С сегодняшнего дня пускают посетителей, и с утра уже у его кровати рыдала мать. Говорила, что хотел приехать брат, но ему не так-то просто вырваться, Марк это прекрасно знает, поэтому и в мыслях нет обижаться. А больше он никого не ждет. Поэтому когда открывается дверь, дергается от неожиданности. «Ника», – мелькает в воспаленном сознании. Но это не она. Самбурский.

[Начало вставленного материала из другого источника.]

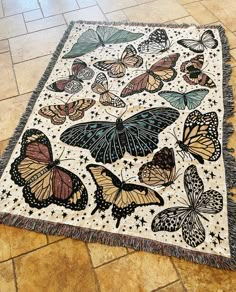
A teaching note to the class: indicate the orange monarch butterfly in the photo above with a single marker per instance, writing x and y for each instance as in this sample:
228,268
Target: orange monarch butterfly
161,171
123,197
200,137
117,68
152,80
43,180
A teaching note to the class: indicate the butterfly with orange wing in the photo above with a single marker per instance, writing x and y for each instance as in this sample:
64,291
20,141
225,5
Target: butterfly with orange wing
73,83
152,80
107,98
194,74
117,68
74,110
200,137
161,171
43,180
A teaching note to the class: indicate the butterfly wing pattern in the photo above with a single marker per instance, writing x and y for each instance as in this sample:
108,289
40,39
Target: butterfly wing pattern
90,40
123,197
188,218
152,80
108,141
43,180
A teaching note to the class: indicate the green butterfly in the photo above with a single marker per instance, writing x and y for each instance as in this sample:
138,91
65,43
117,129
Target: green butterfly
91,40
191,99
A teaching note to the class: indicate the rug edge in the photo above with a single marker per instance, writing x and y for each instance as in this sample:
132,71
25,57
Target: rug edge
130,241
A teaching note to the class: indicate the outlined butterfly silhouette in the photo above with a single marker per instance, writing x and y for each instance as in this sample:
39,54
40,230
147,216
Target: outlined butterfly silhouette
117,68
92,39
73,110
108,141
152,80
206,41
200,137
161,171
188,217
191,99
73,83
44,182
158,42
194,74
123,197
107,98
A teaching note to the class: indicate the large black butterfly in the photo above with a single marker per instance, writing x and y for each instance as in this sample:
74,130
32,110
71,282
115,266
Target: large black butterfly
43,180
108,141
123,197
188,217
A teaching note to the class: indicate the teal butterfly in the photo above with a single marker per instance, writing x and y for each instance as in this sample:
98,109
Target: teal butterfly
104,35
191,99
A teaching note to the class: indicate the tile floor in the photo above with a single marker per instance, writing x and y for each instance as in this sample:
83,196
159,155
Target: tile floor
30,262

– Смотри-ка, очнулся, спящая красавица, – довольно говорит он и по-хозяйски опускается на свободный стул. – Я пришел тебя поблагодарить.

– Не стоит.

– Ты рисковал из-за нее жизнью.

– Это единственное, что я умею действительно хорошо. Рисковать своей жизнью, чтобы спасти других. Не самое ценное качество.

– Ну как сказать… – задумчиво произносит Самбурский, вздыхает и добавляет. – Но сегодня мы не будем с тобой о работе. Ты слаб, восстанавливайся.

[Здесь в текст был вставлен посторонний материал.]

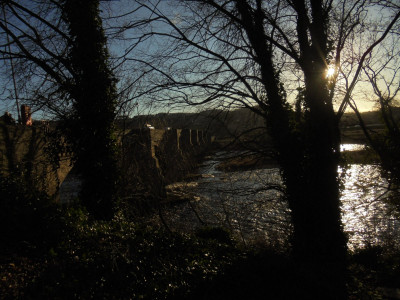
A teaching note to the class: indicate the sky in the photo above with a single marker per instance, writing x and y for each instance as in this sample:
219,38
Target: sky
7,101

– А о чем будем? – напрягается Марк, но Самбурский удивляет.

– Я посчитал, тебе интересно узнать всю историю от начала и до конца.

– Про Георгия?

– Именно про него. Но если не хочешь, то сделаем вид, что я просто пришел сказать «спасибо», и поверь, я выражу его не только вербально. Ты получишь всю сумму, указанную в контракте, со всеми форс-мажорами. Неважно, что мы его разорвали, ты вернулся и именно ты ее спас.

– Не стоит.

– Не отказывайся никогда от денег, особенно, если честно их заслужил. А сейчас слушай и не раздражай меня упрямством.

Марк откидывается на подушки и прикрывает глаза, делая вид, будто устал, но превозмогая слабость, готов слушать. На самом же деле, его волнует всего один вопрос.

– Как дела у Ники?

– У нее все хорошо, – сухо отзывается Самбурский, явно не желая продолжать тему.

– Она не пострадала?

– Нет. Ну так что, слушать будешь? – в голосе Самбурского раздражение, и Марк кивает, потому что и правда интересно.

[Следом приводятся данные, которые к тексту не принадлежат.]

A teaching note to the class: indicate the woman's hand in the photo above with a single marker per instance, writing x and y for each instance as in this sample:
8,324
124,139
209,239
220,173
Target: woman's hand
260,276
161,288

– Ты оказался полностью прав. Ты единственный, кто его раскусил. Может, мы были не очень внимательными к мелочам, а его досье такое, что не прикопаешься. Может, он действительно так умен. Я сам его почти не знал. Ну учились в параллельных классах. Да, бизнес начали мутить в одно время, он прогорел и пропал, а я выплыл и пошел дальше, как дальше пошел Леньков, как пошел дальше Ширшов – Дашки отец. А Гриша… Гриша стерся из памяти. Про него и не вспоминали.

– Только ведь он не прогорел… он попал в аварию.

– Да никто не знает, что произошло, – отмахнулся Валерий Иванович. – Он набрал долгов – это факт; он сел за руль после водки – это тоже факт. А что было еще, я не знаю. Я ему не помогал тогда разбиться, если ты об этом. Линьков – мог. Он старше меня лет на пять, у меня тогда у самого были, прости, хрен да кеды, а у Ленькова было больше, но сейчас никто не скажет, как там все на самом деле. Тогда, двадцать пять лет назад, в машине находилась его невеста. Девушка погибла, он чуть умом не тронулся. Учиться бросил и загремел в армию. Она-то его и спасла, он держался, грел в душе планы мести, но нормально отслужил. Так и не женился, вышел на военную пенсию, и вот тут начались проблемы. Ребята копнули – за ним целый шлейф из убийств девчонок. Может быть, он и в армии убивал себе тихонько, но не поймали его ни разу, и следов нет, а вот после…. Работал в Волгограде полгода – три убийства. Потом исчез на год и появился уже с другой внешностью, еще один город – еще три, и тогда он понял, что не сможет эту жажду удержать до тех пор, пока не отомстит обидчикам. Ну и приехал сюда. Устроился телохранителем к Дине и начал убивать. Дочка Ленькова была первой. Может случайно, может – нет. Ему казалось, что рано или поздно получится заглушить эту жажду убийства.